Now, before I tie all this up in a nice bow, let me just mention how I got interested in this verb, pati. I came to the study of Latin somewhat late in life, after many years of studying modern romance languages. I knew that Latin would be more complicated than French or Spanish, but I was happy to find that much of what I had learned about the grammar of these modern languages was reflected in Latin grammar. The tenses of verbs (present, future, perfect and imperfect, etc.), the moods (indicative, subjunctive, etc.), the voices (active or passive) were familiar enough. But then I ran into something called a deponent verb, which messed with my mind. Why? Because a deponent verb is “passive in form but active in meaning.” Reading Latin is hard enough without running across a verb that looks like a passive but makes no sense if you try to translate it that way. Even more irritating, there are quite a few of these deponents, which means there are lots of opportunities for being confused.
But then I discovered the deponent, pati, and it all started to make sense. Why? Because pati is the perfect exemplar of deponents — what the grammar does is what the word means. What does the word mean, then? It means to undergo without resistance something that you’d rather not. It means to be patient, to be passive. In other words, it means to suffer, in the sense of undergoing something involuntarily.
How the Passion of Christ is like a deponent verb
|While his disciples resist passionately, Jesus submits willingly.|
Are you wondering why I took such a circuitous route to get to the meaning of the word “passion” as it relates to Christ? Perhaps even now you are thinking with disgust, “What’s the big deal? I could have told you to begin with that Christ’s passion means his suffering.” But perhaps by suffering you would only have meant that he underwent pain and humiliation. There’s more to suffering than that — it’s not merely something that happens to you, willy-nilly. In Christ’s case, at least, it is something he does, even though it looks like he is doing nothing. Passive in form, active in meaning.
Jesus suffered as a man, but he was almighty God. That means that, unlike you or me, he knew exactly what was in store for him — think of how many times he tried to warn his disciples, “but this saying was hid from them, and they did not grasp what was said.” Think of the hours he spent on the Mount of Olives contemplating what was about to happen, agonizing, sweating blood — all because he knew what was coming and chose not to avoid it. “Let this cup pass from me … yet not my will but Thine be done.”

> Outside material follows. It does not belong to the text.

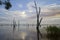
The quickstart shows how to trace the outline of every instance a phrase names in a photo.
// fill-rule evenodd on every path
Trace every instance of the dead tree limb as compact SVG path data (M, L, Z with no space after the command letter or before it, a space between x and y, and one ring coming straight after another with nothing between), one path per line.
M37 4L36 4L36 1L34 1L34 4L35 4L36 13L37 13L37 27L36 27L36 29L37 29L37 40L39 40L39 34L42 37L42 34L41 34L40 30L39 30L39 26L41 27L42 18L39 21L40 7L39 7L39 11L38 11L38 7L37 7Z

His human will was crying out for it not to happen, but his Divine will permitted it. The betrayal, the mockery, the confusion, the spitting, the humiliation, the cruelty, the torture, the death. Because, despite appearances, this was what would turn everything right. This, ultimately, was the point of it all. He was the man born to die. His purpose was fulfilled by willingly submitting to all the cruelty and indignity that the world could heap on him. He suffered himself to be betrayed by Judas, he suffered himself to be doubted and denied by his closest associates, he suffered himself to be stripped and bloodied and executed among thieves and murderers. He continues to suffer himself to be misunderstood by believers and reviled by unbelievers.

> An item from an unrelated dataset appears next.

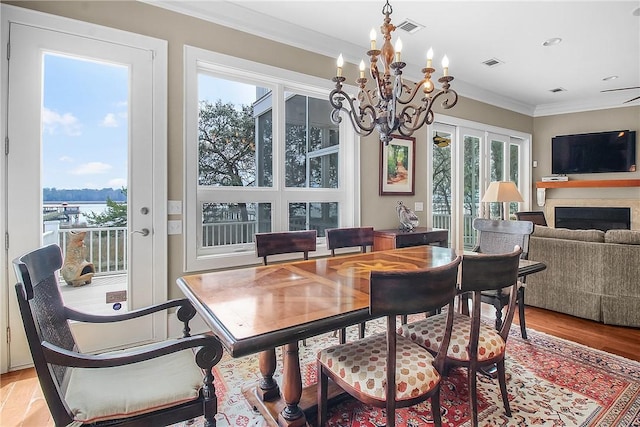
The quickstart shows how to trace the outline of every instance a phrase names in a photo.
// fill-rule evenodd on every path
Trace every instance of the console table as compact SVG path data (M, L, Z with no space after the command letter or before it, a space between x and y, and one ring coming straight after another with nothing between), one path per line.
M413 231L403 231L397 228L373 231L373 250L406 248L435 243L446 248L448 246L449 230L443 228L416 227Z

So, yes, his Passion is his suffering. But we must understand what it meant for Christ to suffer. And we must think about the strength of will required for that suffering. If we do so, we will better appreciate the Anima Christi when we pray:
Passion of Christ, strengthen me.
Suffer me not to be separated from Thee.
And now you know how the Passion of Christ is like a deponent verb: Passive in form, active in meaning.